En sus familias políticas tampoco son demasiado tolerantes, de manera que, en ciertas circunstancias y en ciertos entornos tratan de mantener un perfil bajo.

Pues bien: Hansi, que ya es un caballero de una cierta edad, fue diagnosticado el pasado año de una enfermedad bastante grave, que exigía una operación aparatosa. Una pareja heterosexual normal, en estos casos, goza de la ayuda y de la solidaridad pública. En los trabajos es corriente que si la mujer está enferma, la empresa ofrezca apoyo al cónyuge sano. Por ejemplo, dándole más días de trabajo remoto u otras medidas flexibles. También hay apoyo afectivo. Karli, como es gay, no contó con todo eso. Por el contrario, corrió un riesgo considerable, porque tuvo que encerrarse con su jefe, de quien no sabía cómo iba a reaccionar, y contarle la historia. El jefe le vino a decir que bien, lo cual fue un alivio para Karli, pero desvió el problema diciendo que consultaría con las alturas el procedimiento a seguir en estos casos, porque…Bueno, ya sabemos todos por qué. Por supuesto, cuando llegó la fecha de la operación Karli dijo que tenía que pintar su casa y que se iba a tomar tres días libres.

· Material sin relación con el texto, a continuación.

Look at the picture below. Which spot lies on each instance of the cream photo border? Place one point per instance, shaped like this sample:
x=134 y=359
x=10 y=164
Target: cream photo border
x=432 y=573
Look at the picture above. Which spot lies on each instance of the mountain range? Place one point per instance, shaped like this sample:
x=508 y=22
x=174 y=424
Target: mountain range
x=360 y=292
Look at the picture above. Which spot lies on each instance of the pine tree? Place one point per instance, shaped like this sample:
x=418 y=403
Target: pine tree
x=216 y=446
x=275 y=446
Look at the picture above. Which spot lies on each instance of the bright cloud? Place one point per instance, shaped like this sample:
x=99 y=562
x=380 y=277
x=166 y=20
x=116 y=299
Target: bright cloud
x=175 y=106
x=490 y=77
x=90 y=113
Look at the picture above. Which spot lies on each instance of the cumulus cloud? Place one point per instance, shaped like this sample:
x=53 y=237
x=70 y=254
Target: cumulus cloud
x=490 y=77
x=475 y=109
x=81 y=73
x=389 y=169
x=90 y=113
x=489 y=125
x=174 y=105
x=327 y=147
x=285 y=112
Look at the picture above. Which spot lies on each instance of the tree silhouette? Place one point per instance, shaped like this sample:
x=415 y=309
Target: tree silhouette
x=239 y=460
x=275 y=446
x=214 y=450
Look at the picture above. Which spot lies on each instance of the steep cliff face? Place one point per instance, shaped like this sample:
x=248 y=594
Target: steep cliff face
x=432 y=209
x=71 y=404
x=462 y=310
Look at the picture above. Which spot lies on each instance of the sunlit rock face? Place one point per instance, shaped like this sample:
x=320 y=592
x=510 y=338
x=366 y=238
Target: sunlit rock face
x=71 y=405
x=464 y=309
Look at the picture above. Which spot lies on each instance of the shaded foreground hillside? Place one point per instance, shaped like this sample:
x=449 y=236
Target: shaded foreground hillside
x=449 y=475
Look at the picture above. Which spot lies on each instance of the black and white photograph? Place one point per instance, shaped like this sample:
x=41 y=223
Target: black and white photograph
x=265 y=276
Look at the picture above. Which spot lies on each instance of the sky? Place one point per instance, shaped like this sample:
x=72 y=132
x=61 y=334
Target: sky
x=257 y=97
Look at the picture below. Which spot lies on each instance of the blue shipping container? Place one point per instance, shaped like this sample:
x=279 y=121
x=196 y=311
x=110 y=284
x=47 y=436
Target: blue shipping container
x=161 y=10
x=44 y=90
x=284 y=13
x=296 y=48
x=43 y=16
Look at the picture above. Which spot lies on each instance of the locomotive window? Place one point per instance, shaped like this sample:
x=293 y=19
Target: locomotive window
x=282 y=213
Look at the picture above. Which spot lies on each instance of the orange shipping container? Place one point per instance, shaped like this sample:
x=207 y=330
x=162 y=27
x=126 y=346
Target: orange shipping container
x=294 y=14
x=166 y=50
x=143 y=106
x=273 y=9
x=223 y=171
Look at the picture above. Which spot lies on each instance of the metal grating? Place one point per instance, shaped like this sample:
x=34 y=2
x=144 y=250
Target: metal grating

A ver quién era el guapo que decía la verité de la verité.

Cuando ingresaron a Hansi en el hospital, Karli estuvo también acompañado por una familiar de Hansi, una señora de la edad de su cónyuge. Les recibió una enfermera muy dispuesta (polaca) que, inmediatamente, se hizo la composición de lugar siguiente: Hansi y su familiar eran marido y mujer, así que la única persona a la que convenía informar era a la mujer. La enfermera no entendió demasiado bien qué hacía allí Karli, así que le colgó el cargo de “amigo de la familia” y se quedó a cuadros cuando Hansi le dijo que era a él, a Karli, a quien había que informar si a él le pasara algo.

La operación fue bien, pero Hansi tuvo que pasar quince días en el hospital con otros seres de los que no se sabía si eran homófobos o no. Acostumbrados a fingir, Hansi y Karli, por prudencia, volvieron al armario y evitaron en público todas las muestras de afecto que no fueran estrictamente necesarias.

Y aquí viene el punto de la historia: si la comunidad LGTBIQ+ estuviera plenamente aceptada en Austria y todo fuera normal ¿Hubieran tenido necesidad Hansi y Karli de todo esto? ¿Se le pide a una pareja heterosexual que se oculte en público? La respuesta es simple y rotunda: no.

Muchas personas homosexuales se ven forzadas a volver al armario cuando ingresan en una residencia de ancianos, por ejemplo. De ellas se habla poco, porque se suele asociar a la comunidad LGTBIQ+ con una juventud permanente y eterna. Quién les cuida? Quién garantizará que puedan vivir como han vivido siempre, con normalidad? Pues nosotros, las personas que nos manifestaremos mañana. Por eso es importante que la sociedad sea tolerante. Cada vez más.